Further limitations need to be considered when interpreting the reported findings. The herein reported results are based on the biomechanical analysis of fresh ovine cadaver samples. Although we believe that this limitation does not reduce the validity of our assumptions, human tissue studies are needed to verify the results. The contribution of some factors, such as for example the use of absorbable suture material rather than non-absorbable material, can only be evaluated in living tissue. Furthermore, the complexity of the study set-up and the limited supply of cadavers only allowed a relatively small sample size.
Reproducibility of the measured leakage pressures was difficult to achieve due to carcass characteristics and may explain the relatively wide standard deviations. Only the immediate hydrostatic strength of the suture was measured, long-term leakage properties were not assessed in this model.
With respect to mentioned limitations, we conclude that cross stitches for the fascia, continuous suturing technique for the subcutis closure and preferentially Donati-continuous stitch closure for the skin result in the most watertight closure within this experimental setting. The most important epidural barrier against CSF leakage is the fascial closure. Special attention should be given to close this layer properly. Further, in the case of CSF leakage directly during the first postoperative days bedside over-sewing of the spot of leakage might be valuable approach. However, the proposed wound closure technique is only an addition to a watertight dural closure after incidental durotomies.

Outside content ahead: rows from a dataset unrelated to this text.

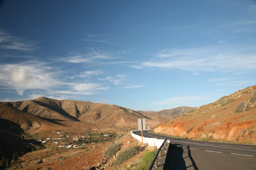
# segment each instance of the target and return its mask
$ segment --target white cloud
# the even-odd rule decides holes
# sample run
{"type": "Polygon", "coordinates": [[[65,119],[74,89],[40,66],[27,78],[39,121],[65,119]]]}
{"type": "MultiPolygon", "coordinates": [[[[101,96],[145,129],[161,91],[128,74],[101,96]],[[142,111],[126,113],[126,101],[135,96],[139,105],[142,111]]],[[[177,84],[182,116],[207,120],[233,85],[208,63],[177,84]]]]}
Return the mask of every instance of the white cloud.
{"type": "Polygon", "coordinates": [[[0,85],[22,95],[26,90],[44,90],[62,84],[56,79],[58,72],[45,64],[30,62],[0,65],[0,85]]]}
{"type": "Polygon", "coordinates": [[[83,54],[70,54],[67,57],[55,57],[52,60],[56,61],[74,63],[92,63],[96,62],[101,63],[103,63],[103,60],[110,60],[117,58],[111,56],[108,54],[97,51],[92,48],[91,48],[91,51],[83,54]]]}
{"type": "MultiPolygon", "coordinates": [[[[34,99],[37,99],[37,98],[39,98],[40,97],[42,97],[44,96],[44,95],[41,94],[35,94],[34,93],[32,93],[31,94],[27,95],[29,97],[29,99],[30,100],[33,100],[34,99]]],[[[54,99],[56,99],[54,98],[54,99]]]]}
{"type": "Polygon", "coordinates": [[[220,81],[226,81],[227,80],[226,79],[211,79],[208,80],[208,82],[218,82],[220,81]]]}
{"type": "Polygon", "coordinates": [[[9,99],[9,98],[5,98],[5,99],[0,99],[0,101],[1,102],[11,102],[11,101],[9,99]]]}
{"type": "Polygon", "coordinates": [[[86,91],[94,90],[99,86],[99,84],[95,83],[80,83],[75,86],[74,88],[78,91],[86,91]]]}
{"type": "Polygon", "coordinates": [[[199,76],[200,75],[201,75],[198,72],[194,72],[194,73],[193,73],[193,75],[196,76],[199,76]]]}
{"type": "Polygon", "coordinates": [[[10,45],[4,45],[2,48],[5,49],[17,50],[24,51],[32,51],[35,48],[34,44],[22,43],[13,43],[10,45]]]}
{"type": "Polygon", "coordinates": [[[10,71],[11,80],[14,83],[28,83],[29,82],[39,79],[33,75],[27,68],[14,68],[10,71]]]}
{"type": "Polygon", "coordinates": [[[121,51],[116,52],[118,54],[125,54],[126,53],[130,53],[132,52],[132,51],[129,50],[122,50],[121,51]]]}
{"type": "Polygon", "coordinates": [[[111,83],[113,83],[115,85],[119,86],[122,84],[121,82],[124,80],[123,79],[125,78],[126,76],[121,74],[118,74],[116,76],[118,78],[118,79],[109,76],[103,79],[99,78],[98,79],[98,80],[100,81],[108,80],[109,81],[109,82],[111,82],[111,83]]]}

Conflicts of Interest: The authors have no conflicts of interest to declare.
Ethical Statement: The authors are accountable for all aspects of the work in ensuring that questions related to the accuracy or integrity of any part of the work are appropriately investigated and resolved. All applicable international, national and institutional guidelines for the care and use of animals were followed. All procedures performed in studies involving animals were in accordance with the ethical standards of the institution or practice at which the studies were conducted. This article does not contain any studies with human participants performed by any of the authors.